Mindspace Business Parks REIT has secured a 51 per cent stake in Radial IT Park Pvt Ltd, a Chennai-based commercial property holding 2.6 million square feet of office space, at an enterprise value of Rs 3,000 crore — paying roughly Rs 1,500 crore for its share. The acquisition, announced through a regulatory filing on Tuesday, marks one of the more significant consolidations in India's commercial real estate investment trust space this year, and positions Mindspace among the largest owners of office assets in Chennai.
The Asset and Its Seller
Radial IT Park is not a speculative development. The property is described as an institutional-quality, low-carbon campus anchored by blue-chip tenants on long leases — a profile that reduces occupancy risk and provides predictable income distribution to REIT unit holders. The asset was owned by AIGP2 Chennai 1 Pte Ltd, a fully-held subsidiary of CapitaLand India Growth Fund 2, a development fund under Singapore-based CapitaLand Investment. That fund focuses on Grade A business parks in prime locations across India's major cities, making the divestment a structured portfolio reallocation rather than a distress sale.
The remaining 49 per cent of Radial IT Park will be acquired by 360 One Real Assets Advantage Fund along with its affiliates, meaning the transaction splits control between a listed REIT and a private real estate fund — an arrangement that has become increasingly common in large Indian commercial property deals where both regulated and unregulated capital can participate simultaneously.
Strategic Logic for Mindspace
Mindspace Business Parks REIT, sponsored by the K Raheja Corp group and listed on Indian stock exchanges since August 2020, already holds assets in Mumbai, Pune, Hyderabad, and Chennai. Its total leasable portfolio stands at 39 million square feet: 31.9 million square feet completed, 3.6 million square feet under construction, and 3.5 million square feet earmarked for future development. The Chennai acquisition adds 2.6 million square feet of completed, income-generating space without the execution risk that greenfield construction carries.
Adding stabilised, leased assets is a structurally sound approach for REITs, whose distribution obligations to unit holders depend on consistent rental income. Vacant or under-construction properties generate capital value but not the cash flows that REITs are built to deliver. A campus with long-dated leases and established tenants fits that model directly. Mindspace CEO Ramesh Nair noted the asset's position in a high-growth corridor and its clear income visibility as central to the rationale.
Chennai's Emergence as a Commercial Office Destination
Chennai has grown steadily as an office market, driven by demand from the technology, financial services, and global capability centre sectors. Unlike some of India's more saturated office markets, Chennai's suburban corridors — particularly those stretching toward the Old Mahabalipuram Road and the peripheral business districts — have attracted major multinational occupiers looking for quality space at competitive rentals. A 2.6 million square foot campus with institutional ownership history and a low-carbon design credential is well placed in that landscape, where large occupiers increasingly factor sustainability metrics into their real estate decisions.
For Mindspace, the deal consolidates its presence in a market where it previously held a smaller footprint relative to its position in Hyderabad and Mumbai. Becoming one of the largest commercial office owners in Chennai through a single transaction reflects the scale at which India's listed REIT platforms are now able to operate — a notable evolution from the cautious early years following the REIT framework's introduction in India in 2014 and the first listings that followed years later.
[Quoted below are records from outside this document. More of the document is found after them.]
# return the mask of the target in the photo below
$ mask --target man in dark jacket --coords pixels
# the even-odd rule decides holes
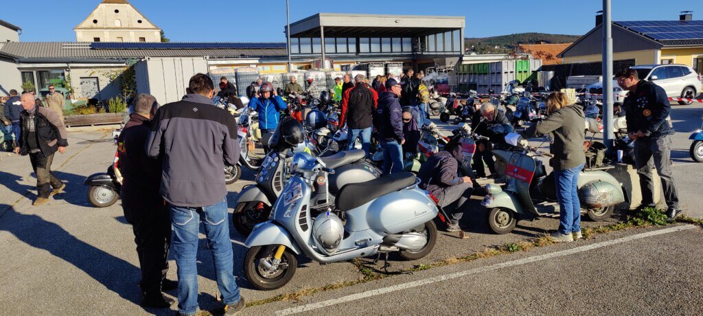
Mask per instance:
[[[630,91],[623,105],[627,131],[630,138],[635,140],[635,164],[640,176],[642,205],[654,204],[653,160],[662,179],[664,197],[669,207],[666,216],[673,220],[681,210],[669,162],[674,131],[669,117],[671,107],[666,92],[653,82],[640,80],[633,69],[621,71],[615,77],[620,87]]]
[[[403,136],[402,107],[398,102],[403,84],[394,79],[386,81],[386,92],[378,98],[378,106],[374,117],[374,125],[378,130],[381,145],[383,147],[383,174],[395,173],[403,171],[403,148],[405,143]]]
[[[489,128],[494,125],[501,124],[510,126],[510,122],[505,117],[503,111],[496,108],[493,103],[485,103],[481,105],[481,110],[476,111],[471,119],[471,129],[474,133],[482,136],[491,137],[493,133]],[[491,143],[486,140],[478,140],[477,150],[474,154],[472,168],[476,171],[477,178],[486,176],[486,169],[484,163],[488,166],[491,175],[496,174],[496,164],[493,160],[493,152],[491,151]]]
[[[195,315],[198,310],[196,258],[202,222],[222,301],[226,310],[236,312],[245,302],[234,278],[223,170],[239,159],[237,124],[226,110],[212,105],[214,86],[209,77],[195,74],[188,88],[191,94],[183,100],[159,108],[147,143],[148,154],[162,159],[160,192],[171,213],[179,312]]]
[[[347,90],[342,98],[342,115],[340,126],[345,124],[349,131],[347,150],[354,148],[356,138],[361,136],[361,147],[368,154],[371,147],[371,130],[373,126],[373,110],[378,104],[378,94],[364,81],[363,74],[354,77],[356,86]]]
[[[12,126],[12,133],[15,134],[15,140],[20,139],[20,112],[22,112],[22,103],[20,97],[17,96],[17,90],[10,90],[10,98],[5,103],[5,119],[10,121]]]
[[[454,204],[448,232],[461,230],[459,220],[464,215],[465,204],[471,199],[471,178],[459,176],[462,159],[461,145],[450,143],[444,150],[433,154],[418,172],[420,187],[430,191],[439,201],[440,207]]]
[[[51,172],[51,163],[54,153],[63,154],[66,150],[68,136],[58,115],[51,109],[37,106],[33,95],[22,94],[20,102],[24,109],[19,121],[22,132],[15,152],[30,155],[37,175],[37,197],[33,205],[41,205],[49,201],[49,196],[60,193],[66,187]]]
[[[149,119],[156,112],[156,98],[140,94],[134,100],[134,113],[117,138],[117,168],[122,176],[120,197],[124,218],[131,224],[141,269],[143,307],[166,308],[174,303],[161,291],[175,289],[174,281],[166,279],[167,257],[171,245],[169,208],[159,195],[161,159],[146,154]]]

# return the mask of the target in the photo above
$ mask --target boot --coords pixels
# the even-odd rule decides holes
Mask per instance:
[[[459,221],[457,220],[449,220],[449,224],[447,225],[446,231],[449,232],[455,232],[461,230],[461,228],[459,227]]]

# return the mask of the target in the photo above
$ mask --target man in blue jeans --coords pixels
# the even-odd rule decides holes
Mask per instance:
[[[160,107],[147,143],[148,154],[161,156],[160,192],[171,213],[171,251],[178,266],[179,312],[198,311],[198,235],[202,222],[212,251],[217,287],[225,315],[244,309],[235,282],[232,244],[227,221],[227,187],[223,170],[234,166],[241,149],[237,124],[226,110],[212,106],[212,80],[203,74],[191,78],[190,94]]]
[[[398,98],[403,90],[402,82],[395,79],[386,81],[387,91],[378,97],[378,107],[374,117],[374,125],[378,130],[383,147],[383,174],[403,171],[403,110]]]
[[[363,74],[355,76],[354,81],[356,86],[347,90],[342,98],[340,125],[346,124],[349,128],[347,150],[354,149],[356,139],[361,136],[361,147],[368,156],[371,147],[373,110],[378,102],[378,95],[366,84]]]

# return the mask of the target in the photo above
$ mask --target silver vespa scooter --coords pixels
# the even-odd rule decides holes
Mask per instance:
[[[295,273],[299,254],[321,263],[390,252],[415,260],[434,248],[432,219],[439,210],[413,173],[347,184],[335,205],[313,218],[316,179],[334,170],[306,152],[295,154],[292,170],[295,176],[276,199],[269,220],[254,226],[245,242],[244,272],[254,287],[285,285]]]

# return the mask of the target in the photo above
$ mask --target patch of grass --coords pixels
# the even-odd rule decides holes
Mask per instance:
[[[676,222],[699,225],[703,228],[703,219],[694,218],[686,216],[681,216],[676,219]],[[595,228],[583,228],[581,230],[581,232],[583,234],[583,238],[588,239],[595,237],[599,234],[606,232],[622,230],[636,227],[660,226],[671,223],[672,223],[672,222],[667,220],[666,214],[664,214],[662,210],[654,208],[645,208],[634,214],[628,216],[625,218],[625,220],[622,222],[603,225]],[[508,254],[519,251],[528,251],[536,247],[543,247],[552,244],[554,244],[554,242],[549,237],[546,236],[541,236],[529,240],[505,244],[499,246],[485,248],[482,251],[461,257],[449,258],[432,263],[421,263],[409,269],[401,270],[398,271],[398,272],[423,271],[456,263],[470,262],[477,259],[494,257],[496,256]],[[279,294],[269,298],[249,302],[247,303],[247,306],[256,306],[281,301],[297,300],[301,297],[311,296],[316,293],[351,287],[359,284],[385,279],[394,275],[376,273],[374,268],[370,268],[368,265],[369,263],[368,262],[362,261],[359,259],[352,261],[352,263],[356,266],[359,272],[363,275],[362,277],[355,280],[344,281],[325,285],[323,287],[312,289],[304,289],[292,293]]]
What This Signals for India's REIT Market
India's commercial REIT market remains young relative to mature markets in Asia and the West, but transaction volumes of this size indicate growing institutional confidence. The Rs 3,000 crore enterprise value attributed to a single Chennai campus reflects both rising asset prices in premium office corridors and the premium that stabilised, ESG-compliant properties command from institutional buyers. The involvement of CapitaLand — a major regional real estate operator — as the seller lends further credibility to the asset's quality credentials.
For retail investors holding Mindspace REIT units, the question is whether the acquisition is accretive — whether the rental income from the new asset will support or improve distribution per unit. The emphasis on long leases, blue-chip tenants, and income visibility in the company's own communication suggests management believes it will. The structural shift toward larger, listed real estate investment vehicles acquiring assets from private or foreign funds is likely to continue as India's office market matures and institutional capital deepens.